Kebas menjalar di hati ku. Ya Allah, apa yang terjadi pada suami ku? Mas Bagas ku.
"Dek. Mas minta maaf dek. Mas salah. Mas minta maaf." Dia mengulang kata-kata itu sambil sesenggukan. Masih memeluk kaki ku.
Pemandangan ini menyayatku tanpa ampun. Ku gerakkan tubuh ku ikut bersimpuh bersamanya.
"Mas. Mas kenapa? Mas jangan seperti ini Mas. Kita masuk dulu ya."
Mas Bagas menggeleng keras kepala. Tangannya masih memeluk kaki ku yang kini terlipat.
"Mas ngga mau ditinggalin kamu Dek. Mas ngga sanggup. Mas coba itu sebulan ini dan Mas ngga sanggup.
Mas lebih memilih ngga bersama Ruli atau siapapun di luar sana asal bukan ngga bersama kamu Dek."
Aku tersentak. Sesuatu di dadaku berdesir. Aku melihat dengan jelas bagaimana putus asa dan rapuhnya Mas Bagas saat ini.
"Mas kita sedang meloloskan mu dari mendekati zina."

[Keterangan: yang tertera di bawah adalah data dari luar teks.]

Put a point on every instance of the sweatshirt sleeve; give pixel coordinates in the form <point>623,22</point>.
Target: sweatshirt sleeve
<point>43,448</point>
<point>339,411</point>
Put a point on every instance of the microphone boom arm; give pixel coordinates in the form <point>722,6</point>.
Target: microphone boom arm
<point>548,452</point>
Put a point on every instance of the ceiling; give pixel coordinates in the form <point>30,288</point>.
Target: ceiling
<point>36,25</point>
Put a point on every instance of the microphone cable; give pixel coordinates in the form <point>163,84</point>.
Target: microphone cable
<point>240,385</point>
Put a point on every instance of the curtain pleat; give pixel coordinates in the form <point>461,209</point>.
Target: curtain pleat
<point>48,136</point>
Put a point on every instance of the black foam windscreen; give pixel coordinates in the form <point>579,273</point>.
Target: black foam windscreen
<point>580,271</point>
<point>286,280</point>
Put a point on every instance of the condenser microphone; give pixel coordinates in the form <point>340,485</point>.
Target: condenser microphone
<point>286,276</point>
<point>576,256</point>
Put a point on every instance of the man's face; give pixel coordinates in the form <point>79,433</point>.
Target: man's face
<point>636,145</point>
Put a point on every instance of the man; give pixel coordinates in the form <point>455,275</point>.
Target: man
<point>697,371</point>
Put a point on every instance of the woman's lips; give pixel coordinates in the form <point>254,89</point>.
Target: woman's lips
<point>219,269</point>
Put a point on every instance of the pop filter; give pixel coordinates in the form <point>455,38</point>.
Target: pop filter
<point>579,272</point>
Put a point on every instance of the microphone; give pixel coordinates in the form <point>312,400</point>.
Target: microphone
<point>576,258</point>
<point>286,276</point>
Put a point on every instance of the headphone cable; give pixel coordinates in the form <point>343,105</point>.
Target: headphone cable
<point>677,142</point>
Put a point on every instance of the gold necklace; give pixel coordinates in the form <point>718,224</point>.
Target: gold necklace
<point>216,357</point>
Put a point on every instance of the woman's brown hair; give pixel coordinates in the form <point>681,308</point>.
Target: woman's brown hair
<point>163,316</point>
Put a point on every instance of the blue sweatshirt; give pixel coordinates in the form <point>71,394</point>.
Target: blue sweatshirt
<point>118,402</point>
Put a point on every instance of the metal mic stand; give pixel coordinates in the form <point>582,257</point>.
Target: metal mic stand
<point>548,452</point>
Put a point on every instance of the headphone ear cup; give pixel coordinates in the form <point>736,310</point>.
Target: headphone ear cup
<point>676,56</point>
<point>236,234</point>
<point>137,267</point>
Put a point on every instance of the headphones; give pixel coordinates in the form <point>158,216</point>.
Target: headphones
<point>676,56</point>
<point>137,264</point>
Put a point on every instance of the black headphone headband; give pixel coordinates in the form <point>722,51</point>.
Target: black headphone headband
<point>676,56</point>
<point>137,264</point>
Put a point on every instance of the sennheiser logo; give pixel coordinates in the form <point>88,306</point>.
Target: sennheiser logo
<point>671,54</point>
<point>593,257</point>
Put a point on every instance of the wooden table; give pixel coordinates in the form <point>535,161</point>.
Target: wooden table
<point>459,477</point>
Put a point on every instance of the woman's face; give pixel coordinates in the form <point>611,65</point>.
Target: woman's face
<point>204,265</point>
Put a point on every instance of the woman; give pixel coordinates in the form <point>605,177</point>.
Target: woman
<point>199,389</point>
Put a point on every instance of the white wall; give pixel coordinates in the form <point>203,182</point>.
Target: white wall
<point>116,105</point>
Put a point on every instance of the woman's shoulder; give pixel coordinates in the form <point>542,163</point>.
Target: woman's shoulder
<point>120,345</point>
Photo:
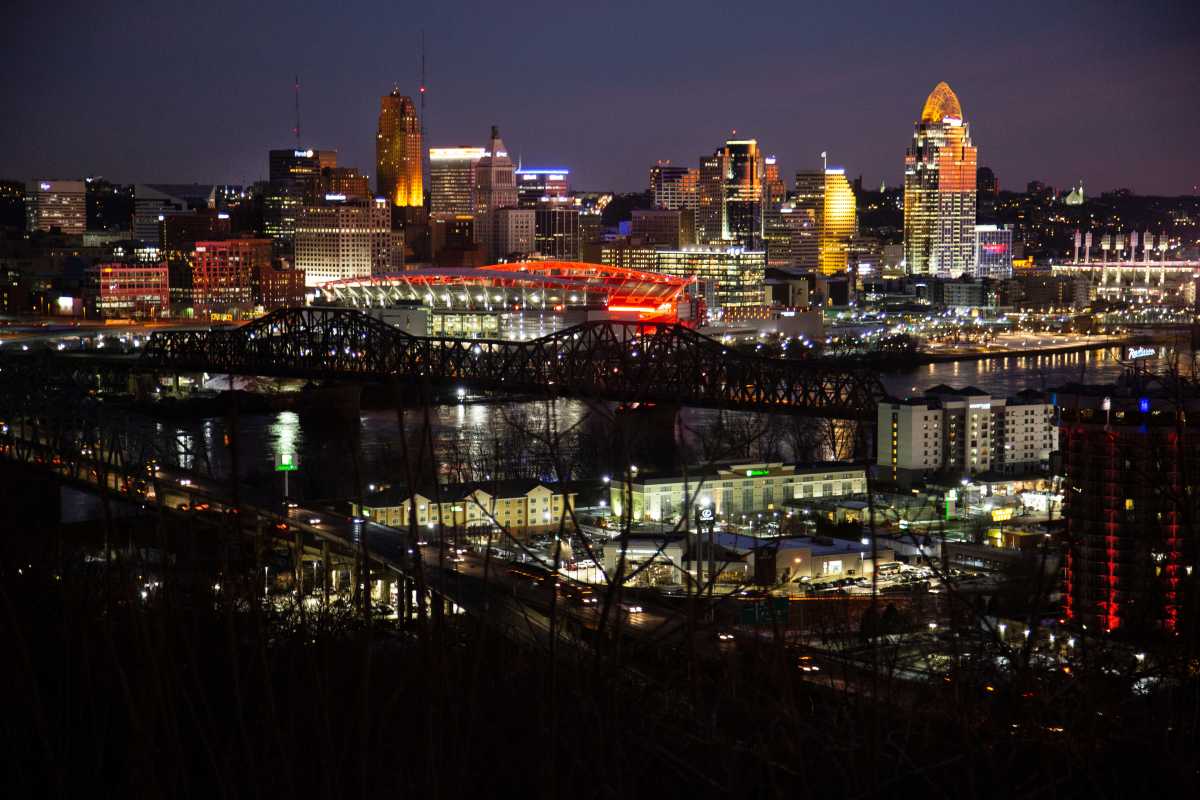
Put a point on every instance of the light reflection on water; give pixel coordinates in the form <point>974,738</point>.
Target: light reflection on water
<point>330,469</point>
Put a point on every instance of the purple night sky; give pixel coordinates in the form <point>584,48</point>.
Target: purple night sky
<point>199,91</point>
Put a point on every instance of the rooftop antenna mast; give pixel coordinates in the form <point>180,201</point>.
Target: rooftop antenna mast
<point>297,128</point>
<point>425,142</point>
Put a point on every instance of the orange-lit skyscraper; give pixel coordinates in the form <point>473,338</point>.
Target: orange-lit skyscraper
<point>940,190</point>
<point>839,222</point>
<point>399,151</point>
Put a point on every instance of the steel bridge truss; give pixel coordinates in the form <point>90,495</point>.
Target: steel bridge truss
<point>604,360</point>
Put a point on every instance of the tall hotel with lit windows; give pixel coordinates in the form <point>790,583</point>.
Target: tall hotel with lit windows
<point>453,179</point>
<point>399,168</point>
<point>345,240</point>
<point>940,190</point>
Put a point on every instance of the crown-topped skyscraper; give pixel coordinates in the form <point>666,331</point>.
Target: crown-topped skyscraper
<point>399,168</point>
<point>940,190</point>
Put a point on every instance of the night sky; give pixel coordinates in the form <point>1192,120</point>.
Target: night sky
<point>199,91</point>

Lagi Mas Bagas menggeleng kuat. "Enggak Dek enggak. Mas bahkan tidak lagi melihat Ruli seperti sebelumnya sejak kamu pergi. Mas kosong Dek.
Tanpa kamu. Senyum kamu, suara kamu, kasih sayang yang kamu beri untuk Mas. Semua terputar seperti kilasan yang menertawakan kebodohan Mas, Dek."
Aku memeluk tubuh Mas Bagas yang bergetar. Suami ku itu masih menangis sesenggukan.
"Ya Allah, besarnya dosa Mas menyakiti hati mu Dek. Mas harusnya sadar, Mas bukan Nabi. Mas tidak memikirkan perasaan mu.
Mas tidak membayangkan seandainya kamu mau dimadu, apa Mas bisa bersikap adil. Adil menurut Mas belum tentu adil bagi kamu.